Tom scrollò le spalle. — Già, soltanto Tom.

— Tom da dove?

— Idaho, l’ultima volta. Diretto in California.

— Ma tu sei in California — disse l’uomo dalla barba nera. — Vai verso San Francisco.

— Forse. Non ne sono sicuro. Non ha molta importanza, vero?

— Fallo sloggiare da qui — si fece nuovamente sentire Stidge. Si era rimesso in piedi. — Che Dio ti maledica, Charley, caccia via quello svitato da ’sto posto, prima che io…

L’uomo dalla barba nera si girò. — Cristo, Stidge, ti stai cercando un sacco di guai. — Sollevò il braccio destro davanti al petto e lo drizzò. Al polso aveva un braccialetto al laser, con la luce gialla di «pronto» che ardeva. Stidge lo fissò stupefatto.

— Gesù, Charley!

— Rimani là seduto dove ti trovi, uomo.

— Gesù, è soltanto un matto!

— Bene, adesso è il mio svitato. Chiunque gli faccia del male si beccherà un po’ di luce solida attraverso lo stomaco. Chiaro, Stidge?

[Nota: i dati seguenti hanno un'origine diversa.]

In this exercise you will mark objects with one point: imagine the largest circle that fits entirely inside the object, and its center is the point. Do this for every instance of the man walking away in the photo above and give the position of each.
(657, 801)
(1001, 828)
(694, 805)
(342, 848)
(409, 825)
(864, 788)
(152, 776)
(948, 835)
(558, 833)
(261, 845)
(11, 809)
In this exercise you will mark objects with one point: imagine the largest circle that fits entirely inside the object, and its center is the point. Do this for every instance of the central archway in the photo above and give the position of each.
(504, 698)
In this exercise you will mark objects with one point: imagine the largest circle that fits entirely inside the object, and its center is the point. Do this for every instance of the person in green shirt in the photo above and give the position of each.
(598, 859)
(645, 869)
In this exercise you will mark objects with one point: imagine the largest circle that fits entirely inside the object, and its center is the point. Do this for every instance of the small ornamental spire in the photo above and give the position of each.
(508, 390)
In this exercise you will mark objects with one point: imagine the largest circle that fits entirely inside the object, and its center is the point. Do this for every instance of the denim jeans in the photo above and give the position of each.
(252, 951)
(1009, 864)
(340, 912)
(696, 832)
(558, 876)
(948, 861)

L’uomo dai capelli rossi rimase silenzioso.

Charley chiese, rivolto a Tom: — Hai fame?

— Ci puoi scommettere.

— Ti daremo qualcosa. Puoi restare con noi qualche giorno, se vuoi. Andremo verso Frisco, se mai riusciremo a far muovere questo furgone. — I suoi occhi cerchiati di nero scrutarono Tom con attenzione. — Hai niente addosso?

Tom batté incerto una mano sullo zaino. — Addosso?

— Armi. Coltello, pistola, lancia, braccialetto, qualunque cosa.

— No. Niente.

— E te ne vai disarmato in giro qua fuori? Stidge ha ragione, devi essere matto. — Charley puntò il dito verso l’uomo dal viso butterato e gli occhi azzurri. — Ehi, Buffalo, presta a Tom una lancia o qualcos’altro, mi hai sentito? Deve pur avere qualcosa.

Buffalo gli porse una sottile striscia di metallo lucido, con un manico a un’estremità, e una punta a forma di goccia dall’altra. — Sai come usare una lancia? — gli chiese. Tom si limitò a fissare l’oggetto. — Su, avanti — gli disse Buffalo. — Prendila.

— Non la voglio — rispose Tom. — Se qualcuno vuole farmi del male, penso che quello sia il suo problema, non il mio. Il povero Tom non fa del male alla gente. Il povero Tom non vuole nessuna lancia. Ma, grazie… grazie lo stesso.

Charley lo studiò in silenzio per un lungo istante. — Ne sei sicuro?

— Ne sono sicuro.

— D’accordo — replicò Charley, scuotendo la testa. — D’accordo, qualunque cosa tu dica.